A família mais disfuncional de sempre da banda desenhada está de volta! E é um regresso em grande! Ao nível daquilo a que os felizardos leitores do Volume 1 já puderam experenciar.
Se há papel importante que as editoras de banda desenhada (também) fazem, é o de curadoria em relação ao lançamento de obras menos badaladas. Isso permite que os leitores possam descobrir – ou redescobrir – boas séries de banda desenhada. Quando no ano passado a Arte de Autor, oportuna, foi buscar este Spaghetti Bros, apanhou muita gente desprevenida. Os que já conheciam, rejubilaram com o lançamento desta fantástica série em Portugal. Os que não conheciam, tiveram, certamente, uma das melhores surpresas do ano editorial do ano passado.
Portanto, é uma alegria ver que Spaghetti Bros, composto por 4 volumes, já tem metade da sua série publicada em Portugal.
Spaghetti Bros é, de uma forma avassaladora, politicamente incorreto, subvertendo as regras do certo e do errado, sem escrúpulos e sem qualquer contenção. Numa altura em que, de forma geral, o entretenimento me entristece cada vez mais, ao ter posturas falsamente moralistas e (apenas e só) corretas aos olhos da opinião pública – recordo a série Os Simpsons, da qual sempre fui fã, que recentemente decidiu substituir o ator, que sempre fez o papel da personagem Apu, por um ator indiano (só para não ferir suscetibilidades) e que colocou um ator homossexual a dar voz a uma personagem homossexual (mais uma vez, com o único propósito de não ferir suscetibilidades) – é bom olhar para a banda desenhada e verificar que é uma forma de arte (ainda) bastante livre, havendo espaço para todo e qualquer estilo de histórias. Muitas vezes, politicamente incorretas nos valores que contêm. Mas, lá está, isso é, a meu ver, uma coisa boa porque a criação artística não deve ser sintética e falsamente moralista (nem sequer tem que ser moralista, sinceramente). A criação artística deve ser uma expressão, uma ideia, um output criativo.

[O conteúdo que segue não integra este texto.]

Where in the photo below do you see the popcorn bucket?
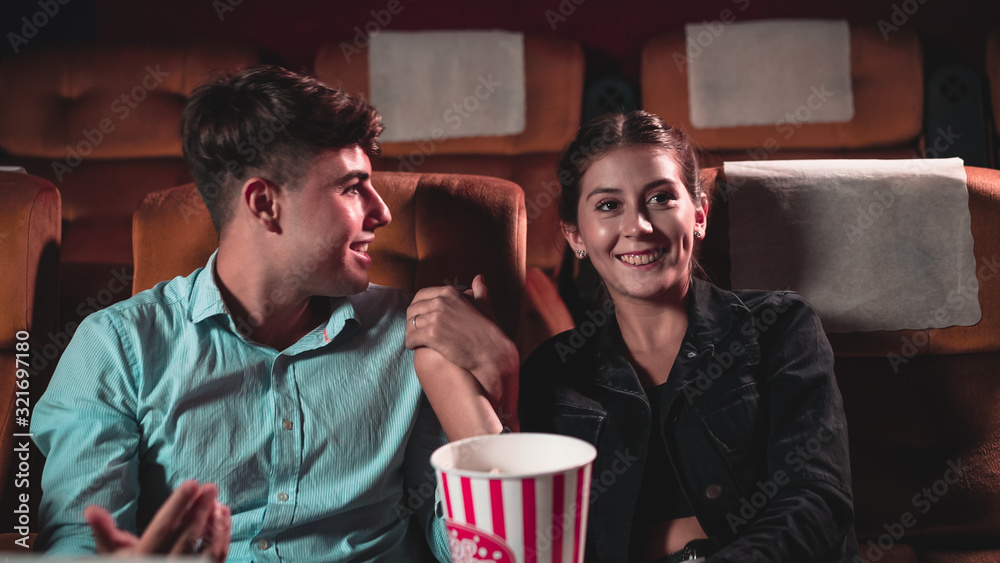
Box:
[431,433,597,563]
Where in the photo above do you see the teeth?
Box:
[618,248,664,266]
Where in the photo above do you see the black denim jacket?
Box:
[519,279,858,563]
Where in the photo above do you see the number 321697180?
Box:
[14,330,31,420]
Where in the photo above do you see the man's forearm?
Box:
[414,348,508,441]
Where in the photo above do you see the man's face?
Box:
[281,146,392,297]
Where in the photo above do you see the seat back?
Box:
[641,21,924,165]
[986,29,1000,167]
[702,166,1000,561]
[315,34,584,274]
[133,172,526,338]
[0,172,59,545]
[0,44,257,319]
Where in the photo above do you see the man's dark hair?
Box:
[181,66,382,233]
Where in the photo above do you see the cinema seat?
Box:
[0,44,257,330]
[702,166,1000,563]
[132,172,527,348]
[314,34,584,359]
[986,29,1000,168]
[640,23,924,166]
[0,172,61,552]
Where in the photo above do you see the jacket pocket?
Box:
[552,403,605,445]
[695,382,768,452]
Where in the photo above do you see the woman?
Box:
[519,111,857,563]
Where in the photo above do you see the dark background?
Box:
[0,0,1000,81]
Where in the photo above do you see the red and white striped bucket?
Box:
[431,433,597,563]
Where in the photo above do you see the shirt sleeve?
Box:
[401,393,451,562]
[31,312,139,555]
[707,293,856,563]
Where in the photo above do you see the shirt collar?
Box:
[191,249,229,323]
[190,249,362,347]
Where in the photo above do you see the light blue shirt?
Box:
[31,254,448,561]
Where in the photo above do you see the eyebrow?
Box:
[587,178,677,199]
[332,170,371,186]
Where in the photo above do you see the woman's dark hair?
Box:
[181,66,382,233]
[558,110,705,226]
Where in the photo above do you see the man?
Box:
[32,67,517,561]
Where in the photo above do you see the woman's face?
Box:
[564,147,708,301]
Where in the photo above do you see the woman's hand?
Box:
[406,275,520,428]
[83,481,232,563]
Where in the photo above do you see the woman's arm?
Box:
[406,276,520,440]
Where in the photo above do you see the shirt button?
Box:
[705,485,722,500]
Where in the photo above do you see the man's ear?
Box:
[240,177,281,234]
[559,221,587,252]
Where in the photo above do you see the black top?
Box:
[519,279,858,563]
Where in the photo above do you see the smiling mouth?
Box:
[615,248,666,266]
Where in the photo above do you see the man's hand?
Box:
[83,481,232,563]
[406,275,520,414]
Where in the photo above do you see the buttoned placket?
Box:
[251,354,303,561]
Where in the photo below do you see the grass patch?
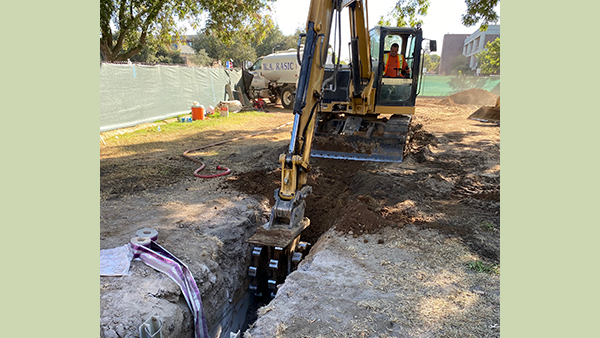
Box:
[111,111,267,140]
[467,260,500,274]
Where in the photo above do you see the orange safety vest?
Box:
[383,54,408,77]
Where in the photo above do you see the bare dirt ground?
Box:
[100,91,500,337]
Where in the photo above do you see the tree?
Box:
[255,26,298,56]
[188,49,213,67]
[100,0,274,61]
[423,54,441,72]
[131,45,185,64]
[475,38,500,75]
[378,0,500,30]
[192,29,256,65]
[461,0,500,31]
[377,0,429,27]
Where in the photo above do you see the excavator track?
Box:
[311,114,411,162]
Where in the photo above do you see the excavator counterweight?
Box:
[248,0,435,296]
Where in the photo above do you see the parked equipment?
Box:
[249,0,436,295]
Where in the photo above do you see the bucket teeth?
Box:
[248,266,257,277]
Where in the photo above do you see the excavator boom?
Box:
[248,0,434,296]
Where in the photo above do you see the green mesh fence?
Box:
[420,75,500,96]
[100,63,500,132]
[100,63,242,132]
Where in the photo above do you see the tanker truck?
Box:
[248,48,302,109]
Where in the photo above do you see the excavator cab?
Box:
[311,27,423,162]
[369,27,422,107]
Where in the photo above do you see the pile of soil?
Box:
[438,88,497,106]
[100,90,500,338]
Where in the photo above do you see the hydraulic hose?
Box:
[183,122,292,178]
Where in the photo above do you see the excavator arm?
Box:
[269,0,342,229]
[248,0,428,296]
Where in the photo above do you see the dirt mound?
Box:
[438,88,496,106]
[404,123,437,163]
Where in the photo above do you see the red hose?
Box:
[183,122,293,178]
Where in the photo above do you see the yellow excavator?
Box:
[248,0,436,296]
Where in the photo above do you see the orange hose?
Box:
[183,122,293,178]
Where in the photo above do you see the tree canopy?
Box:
[100,0,274,61]
[377,0,429,27]
[462,0,500,30]
[378,0,500,30]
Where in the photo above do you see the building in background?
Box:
[439,34,469,75]
[462,25,500,69]
[439,25,500,75]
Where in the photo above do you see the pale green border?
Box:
[501,0,600,337]
[0,0,100,338]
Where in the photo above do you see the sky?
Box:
[272,0,500,60]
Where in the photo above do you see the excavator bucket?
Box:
[467,97,500,123]
[311,115,411,162]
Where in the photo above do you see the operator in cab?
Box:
[383,43,410,77]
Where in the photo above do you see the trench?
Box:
[209,159,363,338]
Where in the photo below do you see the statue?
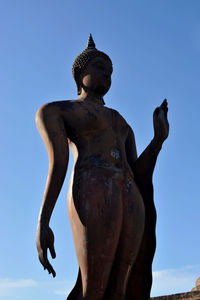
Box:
[36,35,169,300]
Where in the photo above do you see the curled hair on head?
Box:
[72,34,112,95]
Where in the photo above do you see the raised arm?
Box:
[126,100,169,187]
[36,104,69,277]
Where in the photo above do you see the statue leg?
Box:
[68,170,123,300]
[126,184,156,300]
[104,178,145,300]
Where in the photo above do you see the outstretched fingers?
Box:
[160,99,168,117]
[38,248,56,277]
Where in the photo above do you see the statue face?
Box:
[81,57,112,96]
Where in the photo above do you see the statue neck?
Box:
[78,89,105,105]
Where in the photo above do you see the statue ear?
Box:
[75,74,82,95]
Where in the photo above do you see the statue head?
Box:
[72,34,112,95]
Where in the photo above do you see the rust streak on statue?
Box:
[36,36,169,300]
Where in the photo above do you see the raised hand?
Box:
[36,223,56,277]
[153,99,169,145]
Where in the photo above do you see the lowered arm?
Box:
[36,104,69,277]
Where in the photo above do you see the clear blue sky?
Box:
[0,0,200,300]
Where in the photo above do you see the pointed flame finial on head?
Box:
[72,33,112,95]
[87,33,96,49]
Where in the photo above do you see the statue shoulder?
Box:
[36,100,79,119]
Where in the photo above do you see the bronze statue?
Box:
[36,35,169,300]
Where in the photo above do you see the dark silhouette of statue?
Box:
[36,35,169,300]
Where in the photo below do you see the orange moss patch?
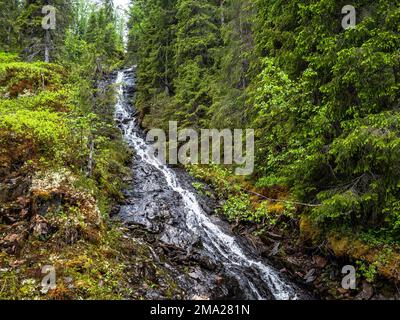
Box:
[327,233,400,281]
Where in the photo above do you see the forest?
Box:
[0,0,400,300]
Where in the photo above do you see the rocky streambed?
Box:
[111,69,310,300]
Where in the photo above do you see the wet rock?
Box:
[313,256,328,269]
[304,269,317,283]
[266,231,283,240]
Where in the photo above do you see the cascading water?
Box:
[115,69,307,300]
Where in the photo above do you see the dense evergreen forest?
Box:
[0,0,400,299]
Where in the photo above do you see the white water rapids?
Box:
[115,71,298,300]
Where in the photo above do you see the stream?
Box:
[115,69,310,300]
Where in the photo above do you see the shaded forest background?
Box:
[0,0,400,299]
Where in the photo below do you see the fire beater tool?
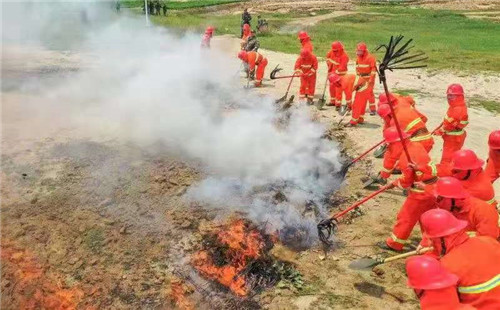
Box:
[349,247,433,270]
[317,184,394,246]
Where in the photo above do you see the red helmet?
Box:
[488,130,500,150]
[420,209,469,238]
[378,93,398,105]
[446,84,464,96]
[452,150,484,170]
[377,104,391,117]
[406,255,458,290]
[238,51,248,61]
[332,41,344,52]
[356,42,368,56]
[297,31,309,40]
[434,177,470,199]
[384,126,410,143]
[328,73,340,84]
[300,48,311,58]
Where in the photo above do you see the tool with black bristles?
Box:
[317,35,428,249]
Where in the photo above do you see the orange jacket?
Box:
[294,54,318,76]
[419,286,476,310]
[484,150,500,184]
[452,197,499,239]
[441,236,500,310]
[247,51,265,72]
[356,52,377,83]
[442,98,469,135]
[380,141,437,198]
[326,51,349,75]
[458,169,496,206]
[335,74,356,104]
[300,39,314,53]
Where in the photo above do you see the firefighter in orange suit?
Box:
[420,209,500,310]
[297,31,314,54]
[434,177,499,239]
[485,130,500,184]
[406,255,476,310]
[451,150,497,208]
[356,42,377,115]
[295,49,318,104]
[326,41,349,110]
[238,51,267,87]
[378,127,437,251]
[379,94,434,152]
[328,73,357,110]
[436,84,469,165]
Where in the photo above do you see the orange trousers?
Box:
[330,84,342,107]
[255,58,267,86]
[299,74,316,99]
[368,79,377,112]
[441,131,467,164]
[386,194,436,251]
[349,87,370,125]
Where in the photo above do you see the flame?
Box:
[169,279,194,310]
[0,240,83,310]
[191,219,265,296]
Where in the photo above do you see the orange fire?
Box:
[1,240,83,310]
[169,279,194,310]
[191,219,265,296]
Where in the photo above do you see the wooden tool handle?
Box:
[383,247,434,264]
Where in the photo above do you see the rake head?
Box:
[317,218,338,246]
[376,35,429,81]
[269,65,283,80]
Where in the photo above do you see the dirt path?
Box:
[213,37,500,309]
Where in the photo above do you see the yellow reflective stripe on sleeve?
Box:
[444,130,464,136]
[458,274,500,294]
[465,231,477,237]
[391,233,408,244]
[405,117,422,132]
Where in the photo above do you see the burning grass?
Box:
[191,219,300,297]
[1,240,83,310]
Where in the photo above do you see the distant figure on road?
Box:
[162,3,167,16]
[240,9,252,38]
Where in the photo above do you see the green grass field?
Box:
[146,5,500,72]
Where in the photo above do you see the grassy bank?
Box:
[148,5,500,72]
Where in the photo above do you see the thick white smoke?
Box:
[4,1,341,245]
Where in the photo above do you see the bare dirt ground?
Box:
[0,4,500,309]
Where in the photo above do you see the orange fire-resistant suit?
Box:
[390,102,434,152]
[295,53,318,100]
[484,149,500,183]
[330,74,356,110]
[380,141,437,250]
[349,75,370,126]
[436,96,469,164]
[437,197,499,239]
[326,49,352,106]
[453,168,497,207]
[356,51,377,112]
[418,286,477,310]
[440,233,500,310]
[247,51,267,87]
[300,38,314,54]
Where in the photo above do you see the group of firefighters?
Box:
[201,23,500,310]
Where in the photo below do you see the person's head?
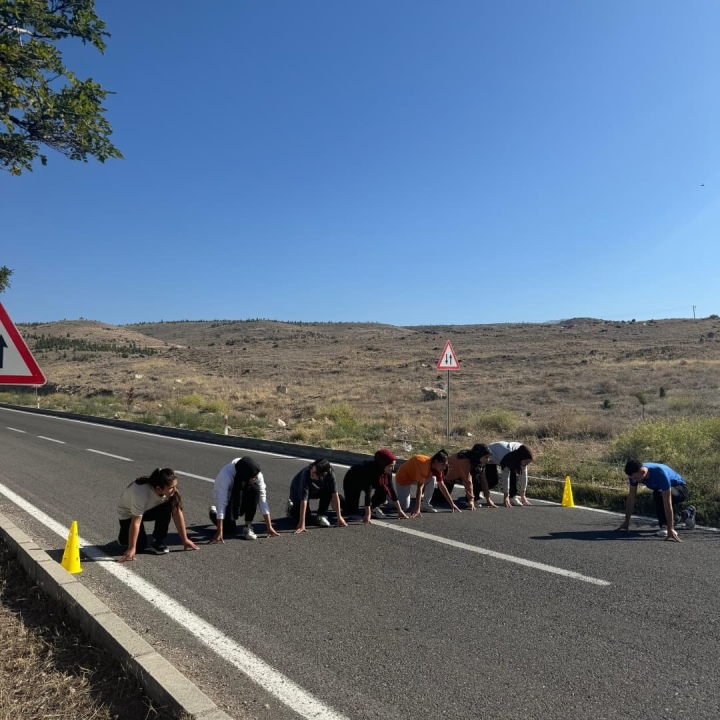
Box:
[430,450,450,473]
[625,459,645,483]
[310,458,332,480]
[470,443,492,465]
[135,468,182,508]
[500,445,534,473]
[375,448,395,475]
[235,457,260,482]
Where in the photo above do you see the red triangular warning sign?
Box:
[0,303,45,385]
[435,340,460,370]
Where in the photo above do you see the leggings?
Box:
[118,502,172,552]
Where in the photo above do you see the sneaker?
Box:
[147,540,170,555]
[683,505,697,530]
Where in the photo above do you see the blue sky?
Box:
[0,0,720,325]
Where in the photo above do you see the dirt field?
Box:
[15,316,720,450]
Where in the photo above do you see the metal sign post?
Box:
[435,340,460,444]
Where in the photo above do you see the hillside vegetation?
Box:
[5,315,720,522]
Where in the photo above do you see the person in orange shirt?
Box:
[395,450,460,518]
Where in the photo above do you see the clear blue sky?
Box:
[0,0,720,325]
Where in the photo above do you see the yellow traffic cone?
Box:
[60,520,82,575]
[562,475,575,507]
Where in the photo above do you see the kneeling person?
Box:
[210,457,278,545]
[118,468,200,562]
[288,459,347,535]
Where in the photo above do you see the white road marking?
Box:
[86,448,135,462]
[175,470,215,482]
[0,483,348,720]
[373,520,610,586]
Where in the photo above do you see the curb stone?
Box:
[0,514,232,720]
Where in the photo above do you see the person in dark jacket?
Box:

Acredito que se houvesse uma adaptação de Spaghetti Bros para uma série da Netflix, haveria um autêntico reboliço e, possivelmente, petições públicas e manifestações para que os responsáveis da série e, em última análise, os criadores originais Trillo e Mandrafina, fossem veemente criticados e marginalizados (e quão irónico é marginalizar os que, supostamente, marginalizam, não?).
E porque é que falo sobre estes temas? Bem, como já referi acima, Spaghetti Bros é verdadeiramente incorreto. Entre aquilo que esta fantástica série nos oferece nas suas histórias, temos violentos criminosos, temos adultério, temos machismo, temos violações, temos padres criminosos, homens criminosos, mulheres criminosas, uma atriz que subiu na carreira cinematográfica após favores de foro sexual. Temos tudo aquilo que é tido como errado. Mas, ainda assim, Spaghetti Bros não poderia ser uma série mais deliciosa! E ponham nas vossas cabeças a ideia de que abordar estes temas não quer dizer promovê-los. Pode até querer dizer que são errados. Chamar a atenção para tal. Embora também não me pareça que seja esse o caso nesta série.
Portanto, serei eu ou os muitos amantes de Spaghetti Bros uns autênticos párias e vermes da sociedade? Ou esta série é apenas - e só - um conjunto de histórias divertidas, empolgantes, com personagens inesquecíveis e que serve, em primeiríssimo lugar, para entreter? Eu julgo que se trata desta segunda hipótese! E, acreditem, é uma série quenos deixa entretidos de forma deliciosa.
O fantástico conjunto de 5 irmãos, emigrantes italianos, que constituem a família Centobucchi, e que procuram sobreviver das mais diversas formas nos Estados Unidos da América, inclui um gangster, Amerigo, que mata sem quaisquer escrúpulos; o padre Frank, cheio de atitude e de “telhados de vidro”; o polícia Tony, que procura levar uma vida de retidão; a estrela de cinema Catarina; e Carmela que, embora pareça normal e correta, com dois filhos à sua guarda, de noite é uma prostituta assasina dos seus amantes. Tudo isto parece um bocadinho over the top? Sim, é mesmo! Mas duma forma viciante.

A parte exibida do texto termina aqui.